Resultados do Estudo
A pesquisa, publicada na revista médica JAMA Network Open, revelou que 11% das palavras-chave ou frases pelas quais a empresa pagou incluíam o termo 'peso', apesar da falta de aprovação do Ozempic para perda de peso.
Além disso, eles descobriram que a Novo Nordisk investiu em resultados de busca mesmo quando as palavras-chave se referiam a medicamentos concorrentes como Trulicity e Mounjaro, produzidos pela Eli Lilly.
De acordo com Eisenkraft Klein, a Novo Nordisk patrocinou o termo de busca 'Kelly Clarkson perda de peso', provavelmente visando indivíduos interessados em tendências de perda de peso de celebridades.
Embora o estudo tenha se concentrado apenas no Ozempic, Eisenkraft Klein sugere que mais pesquisas são necessárias para examinar os resultados patrocinados para outros medicamentos e terapias.

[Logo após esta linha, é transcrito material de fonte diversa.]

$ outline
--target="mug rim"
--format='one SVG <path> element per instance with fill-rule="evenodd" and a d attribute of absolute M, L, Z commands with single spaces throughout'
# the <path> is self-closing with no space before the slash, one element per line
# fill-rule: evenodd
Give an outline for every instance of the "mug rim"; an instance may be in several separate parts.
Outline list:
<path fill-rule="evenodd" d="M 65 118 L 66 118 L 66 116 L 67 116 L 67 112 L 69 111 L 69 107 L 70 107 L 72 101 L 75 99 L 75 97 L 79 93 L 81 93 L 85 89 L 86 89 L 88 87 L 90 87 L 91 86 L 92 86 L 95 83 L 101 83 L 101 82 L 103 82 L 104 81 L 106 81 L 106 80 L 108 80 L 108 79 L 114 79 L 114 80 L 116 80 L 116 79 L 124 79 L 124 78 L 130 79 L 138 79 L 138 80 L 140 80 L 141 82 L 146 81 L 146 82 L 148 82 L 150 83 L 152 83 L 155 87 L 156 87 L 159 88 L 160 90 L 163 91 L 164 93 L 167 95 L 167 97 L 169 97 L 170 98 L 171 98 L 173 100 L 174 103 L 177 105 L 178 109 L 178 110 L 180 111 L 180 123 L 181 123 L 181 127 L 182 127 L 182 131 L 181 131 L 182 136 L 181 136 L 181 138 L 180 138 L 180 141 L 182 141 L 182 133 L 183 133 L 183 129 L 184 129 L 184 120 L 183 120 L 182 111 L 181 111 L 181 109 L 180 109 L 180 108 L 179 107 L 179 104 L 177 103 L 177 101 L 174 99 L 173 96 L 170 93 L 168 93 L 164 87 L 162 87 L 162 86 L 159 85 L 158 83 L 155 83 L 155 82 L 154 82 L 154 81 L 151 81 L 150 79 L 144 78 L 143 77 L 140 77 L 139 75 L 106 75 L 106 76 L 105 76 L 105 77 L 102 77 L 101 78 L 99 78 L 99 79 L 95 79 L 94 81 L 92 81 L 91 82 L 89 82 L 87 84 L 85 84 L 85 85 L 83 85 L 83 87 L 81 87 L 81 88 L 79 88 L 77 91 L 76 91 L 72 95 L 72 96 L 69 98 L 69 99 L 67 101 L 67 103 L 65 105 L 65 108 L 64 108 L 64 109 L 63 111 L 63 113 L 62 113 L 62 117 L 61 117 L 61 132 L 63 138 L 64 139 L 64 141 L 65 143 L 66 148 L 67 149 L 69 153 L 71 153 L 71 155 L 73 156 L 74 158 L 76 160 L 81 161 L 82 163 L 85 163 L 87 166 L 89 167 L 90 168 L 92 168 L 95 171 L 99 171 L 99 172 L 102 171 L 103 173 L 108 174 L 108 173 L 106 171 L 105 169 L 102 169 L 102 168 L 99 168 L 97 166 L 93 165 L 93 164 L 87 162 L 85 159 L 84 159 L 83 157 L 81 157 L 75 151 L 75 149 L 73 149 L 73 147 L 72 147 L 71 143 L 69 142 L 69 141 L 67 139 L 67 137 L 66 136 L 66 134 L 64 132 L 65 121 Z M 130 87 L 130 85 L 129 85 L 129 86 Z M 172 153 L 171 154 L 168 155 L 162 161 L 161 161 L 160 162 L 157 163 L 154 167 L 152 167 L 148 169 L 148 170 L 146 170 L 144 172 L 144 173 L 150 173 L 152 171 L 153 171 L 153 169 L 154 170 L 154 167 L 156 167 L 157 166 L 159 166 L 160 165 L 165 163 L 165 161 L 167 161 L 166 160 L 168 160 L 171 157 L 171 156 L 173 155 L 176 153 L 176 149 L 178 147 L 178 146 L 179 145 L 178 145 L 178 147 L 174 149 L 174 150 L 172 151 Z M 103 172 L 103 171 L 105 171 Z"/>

No entanto, Eisenkraft Klein acredita que a pesquisa fornece uma lição valiosa para os consumidores: evite assumir que o Google fornece as informações mais relevantes. Só porque um resultado aparece primeiro não garante sua objetividade ou relevância.
Ele aconselha os usuários a rolar a página para além dos resultados de busca patrocinados e buscar informações de fontes independentes, como centros médicos acadêmicos, ao pesquisar medicamentos online.